Change Grinds Through Luckin Board, but Is It Real or for Founder’s Benefit?
Scandal-plagued Starbucks challenger Luckin Coffee Inc. has proposed a purge of half of its eight-member board, including its embattled chairman, as the company tries to regain investor confidence and avoid being delisted from the Nasdaq.
At the same time, the changes being proposed by Chairman Lu Zhengyao would also effectively hobble a special board committee that has been internally investigating Luckin’s massive fraud, a person close to the committee told Caixin. That committee’s investigation had stalled over Lu’s failure to cooperate, the person said, even as Chinese government regulators may be preparing to charge him with criminal complicity in the fraud, another source close to those regulators previously told Caixin.
Luckin’s board has been in a state of turmoil ever since the company’s shock admission in early April that it had reported more than $300 million in fake sales, or nearly half of its total in the final three quarters of last year. Two of its independent directors have resigned since then, and the company also forced its CEO and COO to resign from the board after determining they were involved in or had knowledge of the fraud. Throughout, however, Lu had stayed on as the board’s chairman.
The latest plan floated by the company over the weekend would see four of the company’s five remaining directors who pre-dated the scandal all forced to leave, according to a notice of an extraordinary meeting scheduled by Luckin for July 5. If that happens, acting CEO Guo Jinyi would become the only remaining board member who predates the scandal.
In addition to Lu, other departing directors would include: Sean Shao, an independent director whose Chinese name is Shao Xiaoheng; David Hui Li, whose Chinese name is Li Hui and is connected to the company through investment; and Liu Erhai, who is also connected to the company through investment.
In addition, shareholders would vote on adding two new independent directors to the board, Zeng Ying and Yang Jie, the former from a legal background and the latter whose current roles include vice dean of the business school at the China University of Political Science and Law.
The meeting was called by Haode Investment Inc., an investment company controlled by Lu. A document calling for the meeting obtained by Caixin pointed out that drastic action was necessary as Luckin faces delisting and negative publicity surrounding some of its board members. The huge overhaul was aimed at regaining the trust of both employees and general public.

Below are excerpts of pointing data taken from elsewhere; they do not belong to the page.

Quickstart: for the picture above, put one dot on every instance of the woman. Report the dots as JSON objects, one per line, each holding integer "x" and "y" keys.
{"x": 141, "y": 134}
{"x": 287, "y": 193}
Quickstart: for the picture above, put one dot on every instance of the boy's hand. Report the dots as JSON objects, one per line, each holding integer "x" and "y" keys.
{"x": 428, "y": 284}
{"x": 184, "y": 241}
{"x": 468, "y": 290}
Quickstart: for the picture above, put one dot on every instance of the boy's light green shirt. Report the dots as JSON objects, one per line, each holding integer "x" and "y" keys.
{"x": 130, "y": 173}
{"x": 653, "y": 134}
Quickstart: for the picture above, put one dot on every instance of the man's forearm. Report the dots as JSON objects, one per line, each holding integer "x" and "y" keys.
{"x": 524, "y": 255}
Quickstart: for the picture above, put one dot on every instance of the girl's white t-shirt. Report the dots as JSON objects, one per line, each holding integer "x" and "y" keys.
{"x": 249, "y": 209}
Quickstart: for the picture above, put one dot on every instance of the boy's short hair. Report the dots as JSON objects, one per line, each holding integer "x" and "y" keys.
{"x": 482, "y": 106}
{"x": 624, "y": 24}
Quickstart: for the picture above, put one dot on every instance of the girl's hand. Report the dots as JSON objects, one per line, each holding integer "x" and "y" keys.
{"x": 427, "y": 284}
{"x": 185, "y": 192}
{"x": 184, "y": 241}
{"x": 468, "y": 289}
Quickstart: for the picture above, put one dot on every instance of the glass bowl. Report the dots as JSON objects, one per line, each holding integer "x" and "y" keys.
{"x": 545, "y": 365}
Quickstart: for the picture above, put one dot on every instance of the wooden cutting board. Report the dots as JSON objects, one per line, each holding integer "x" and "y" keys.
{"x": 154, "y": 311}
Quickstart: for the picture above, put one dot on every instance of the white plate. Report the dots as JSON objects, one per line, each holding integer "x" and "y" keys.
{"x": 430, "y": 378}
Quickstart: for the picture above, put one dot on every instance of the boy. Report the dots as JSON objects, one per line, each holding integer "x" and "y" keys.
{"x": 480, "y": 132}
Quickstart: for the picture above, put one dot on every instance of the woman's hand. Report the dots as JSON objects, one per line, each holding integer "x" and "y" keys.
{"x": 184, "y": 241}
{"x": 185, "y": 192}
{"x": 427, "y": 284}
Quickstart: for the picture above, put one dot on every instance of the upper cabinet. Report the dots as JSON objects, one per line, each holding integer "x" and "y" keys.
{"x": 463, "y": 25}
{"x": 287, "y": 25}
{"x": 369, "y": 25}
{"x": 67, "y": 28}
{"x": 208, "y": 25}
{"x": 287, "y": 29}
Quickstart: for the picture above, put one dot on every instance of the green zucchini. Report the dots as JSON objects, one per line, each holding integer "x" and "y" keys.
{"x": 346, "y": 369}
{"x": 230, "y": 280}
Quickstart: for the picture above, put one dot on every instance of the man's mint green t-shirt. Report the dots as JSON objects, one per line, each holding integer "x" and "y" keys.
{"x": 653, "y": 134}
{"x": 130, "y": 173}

Luckin listed on the Nasdaq last year, but was informed last month that it would be delisted due to “public interest concerns” after the scandal made global headlines. Luckin said at the time it would request a hearing on the matter, though experts told Caixin that it would have difficulty reversing the decision.

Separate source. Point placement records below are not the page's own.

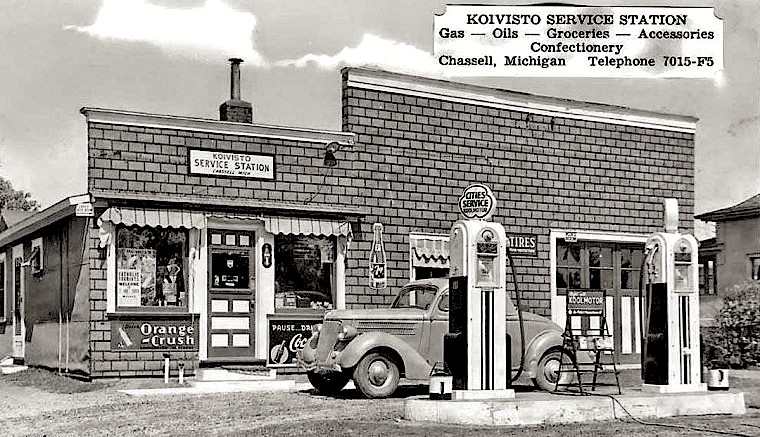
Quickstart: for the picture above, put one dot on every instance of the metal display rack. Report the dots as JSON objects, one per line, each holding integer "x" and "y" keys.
{"x": 591, "y": 339}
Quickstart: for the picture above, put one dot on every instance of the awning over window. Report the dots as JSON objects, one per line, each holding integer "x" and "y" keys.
{"x": 429, "y": 252}
{"x": 165, "y": 218}
{"x": 305, "y": 226}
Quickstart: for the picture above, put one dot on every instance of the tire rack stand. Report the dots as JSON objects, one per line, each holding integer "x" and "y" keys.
{"x": 598, "y": 342}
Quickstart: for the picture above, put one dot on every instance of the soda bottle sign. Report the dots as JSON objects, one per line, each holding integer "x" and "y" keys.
{"x": 378, "y": 277}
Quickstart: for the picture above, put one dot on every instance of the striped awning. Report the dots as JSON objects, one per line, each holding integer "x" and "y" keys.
{"x": 305, "y": 226}
{"x": 429, "y": 252}
{"x": 165, "y": 218}
{"x": 294, "y": 225}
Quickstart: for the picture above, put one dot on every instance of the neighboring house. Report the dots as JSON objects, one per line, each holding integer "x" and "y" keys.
{"x": 9, "y": 217}
{"x": 735, "y": 250}
{"x": 223, "y": 241}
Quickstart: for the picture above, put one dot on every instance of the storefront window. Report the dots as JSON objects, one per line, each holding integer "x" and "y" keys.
{"x": 304, "y": 273}
{"x": 151, "y": 268}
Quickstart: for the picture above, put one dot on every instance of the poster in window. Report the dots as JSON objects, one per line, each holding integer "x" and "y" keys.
{"x": 128, "y": 287}
{"x": 144, "y": 262}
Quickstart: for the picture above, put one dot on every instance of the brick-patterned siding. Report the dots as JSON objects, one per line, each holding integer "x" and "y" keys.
{"x": 412, "y": 159}
{"x": 415, "y": 156}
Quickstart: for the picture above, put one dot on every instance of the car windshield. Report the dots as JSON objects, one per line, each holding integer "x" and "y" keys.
{"x": 419, "y": 296}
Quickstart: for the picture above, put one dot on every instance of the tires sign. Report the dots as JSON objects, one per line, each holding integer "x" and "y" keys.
{"x": 477, "y": 202}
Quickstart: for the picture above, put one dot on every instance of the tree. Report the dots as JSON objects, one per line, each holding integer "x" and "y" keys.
{"x": 11, "y": 198}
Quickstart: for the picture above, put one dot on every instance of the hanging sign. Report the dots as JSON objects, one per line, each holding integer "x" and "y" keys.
{"x": 231, "y": 164}
{"x": 586, "y": 302}
{"x": 378, "y": 274}
{"x": 286, "y": 338}
{"x": 266, "y": 255}
{"x": 477, "y": 202}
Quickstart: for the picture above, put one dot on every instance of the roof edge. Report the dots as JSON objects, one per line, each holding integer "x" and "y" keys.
{"x": 142, "y": 119}
{"x": 460, "y": 92}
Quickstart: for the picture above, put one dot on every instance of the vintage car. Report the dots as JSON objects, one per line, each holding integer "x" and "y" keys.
{"x": 377, "y": 347}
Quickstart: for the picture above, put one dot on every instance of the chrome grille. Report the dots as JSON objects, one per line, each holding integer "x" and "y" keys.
{"x": 391, "y": 327}
{"x": 327, "y": 339}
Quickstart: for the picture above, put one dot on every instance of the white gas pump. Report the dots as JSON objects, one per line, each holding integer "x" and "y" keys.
{"x": 670, "y": 355}
{"x": 476, "y": 350}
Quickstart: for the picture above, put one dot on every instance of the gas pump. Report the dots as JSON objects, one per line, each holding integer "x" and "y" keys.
{"x": 476, "y": 349}
{"x": 670, "y": 352}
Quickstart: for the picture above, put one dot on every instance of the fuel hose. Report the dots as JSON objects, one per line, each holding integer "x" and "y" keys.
{"x": 519, "y": 318}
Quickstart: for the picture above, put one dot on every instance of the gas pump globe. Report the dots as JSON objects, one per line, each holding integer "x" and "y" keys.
{"x": 670, "y": 355}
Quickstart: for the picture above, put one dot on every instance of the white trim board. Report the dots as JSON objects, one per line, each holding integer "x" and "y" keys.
{"x": 157, "y": 121}
{"x": 515, "y": 101}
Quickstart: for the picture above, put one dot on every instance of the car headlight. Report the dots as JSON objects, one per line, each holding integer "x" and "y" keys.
{"x": 347, "y": 333}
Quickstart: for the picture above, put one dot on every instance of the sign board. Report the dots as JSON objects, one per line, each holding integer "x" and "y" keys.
{"x": 522, "y": 245}
{"x": 286, "y": 337}
{"x": 585, "y": 302}
{"x": 154, "y": 335}
{"x": 477, "y": 202}
{"x": 231, "y": 164}
{"x": 578, "y": 41}
{"x": 85, "y": 210}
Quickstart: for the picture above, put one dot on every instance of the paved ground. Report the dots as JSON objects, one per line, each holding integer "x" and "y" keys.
{"x": 106, "y": 411}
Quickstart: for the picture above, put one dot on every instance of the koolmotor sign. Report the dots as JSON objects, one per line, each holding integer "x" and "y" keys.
{"x": 154, "y": 334}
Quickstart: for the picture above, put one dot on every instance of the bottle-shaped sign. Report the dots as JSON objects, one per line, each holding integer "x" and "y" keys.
{"x": 378, "y": 275}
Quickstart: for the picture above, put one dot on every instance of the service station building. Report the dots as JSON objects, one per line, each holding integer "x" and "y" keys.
{"x": 223, "y": 241}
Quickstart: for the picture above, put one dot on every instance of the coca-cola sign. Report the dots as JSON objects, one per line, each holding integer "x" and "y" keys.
{"x": 286, "y": 337}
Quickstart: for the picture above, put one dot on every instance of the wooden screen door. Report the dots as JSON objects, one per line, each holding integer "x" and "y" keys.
{"x": 231, "y": 285}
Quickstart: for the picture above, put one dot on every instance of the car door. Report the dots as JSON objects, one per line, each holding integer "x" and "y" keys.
{"x": 438, "y": 327}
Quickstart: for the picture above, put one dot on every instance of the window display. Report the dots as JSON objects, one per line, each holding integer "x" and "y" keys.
{"x": 150, "y": 267}
{"x": 303, "y": 277}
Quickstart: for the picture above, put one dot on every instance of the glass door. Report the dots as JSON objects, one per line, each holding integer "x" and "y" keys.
{"x": 231, "y": 285}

“The odds are against Luckin’s survival on the Nasdaq. The fraud was extensive, management was only reluctantly cooperative, and the full details are still unknown,” said Brock Silvers, chief investment officer at Adamas Asset Management. “Luckin will likely be delisted regardless of what occurs at the July 5 meeting, and such an outcome would seem warranted.”
At the same time, sources close to Luckin’s own internal investigation into the matter said Lu’s planned board overhaul wasn’t purely aimed at salvaging his company and might also be designed to turn down the heat he is feeling over his own role in the matter.
Specifically, the proposed board overhaul will mean the special committee now investigating the fraud will be down to just one of its original three members. One of the three original members, Pu Tianruo, resigned on June 19. Sean Shao is currently chairing the committee, but is one of the four board members set to leave July 5. That would leave Wai Yuen Chong as the special committee’s only remaining original member.
Caixin understands that Chong, who has extensive experience in the restaurant business including at Starbucks and Yum China, was originally brought in by Lu as an independent director. The other two new independent director nominees were also bought in by him.
Shao had been quite aggressive in seeking to uncover the source of the fraud while acting as chairman of the special committee, but Lu was not forthcoming in providing information, the source close to the special committee told Caixin. “(Lu) wouldn’t do an in-depth interview, and didn’t hand over his phone or personal computer to the committee,” the source said. “This was the reason the investigation couldn’t move forward and produce results.”
The internal investigation had previously found evidence of involvement in the fraud by former CEO Jenny Qian, also known Qian Zhiya, and former COO Liu Jian, and both were forced to leave their positions in the company on its board. But Lu has claimed he had no knowledge of the fraud.
Despite that, a source close to domestic regulators told Caixin earlier this month that Lu is likely to face criminal charges in China after authorities discovered emails in which he instructed colleagues to commit fraud. Multiple people close to the company’s international investigation team also previously told Caixin that China’s top market watchdog and Ministry of Finance have found evidence that Luckin paid taxes on bogus transactions.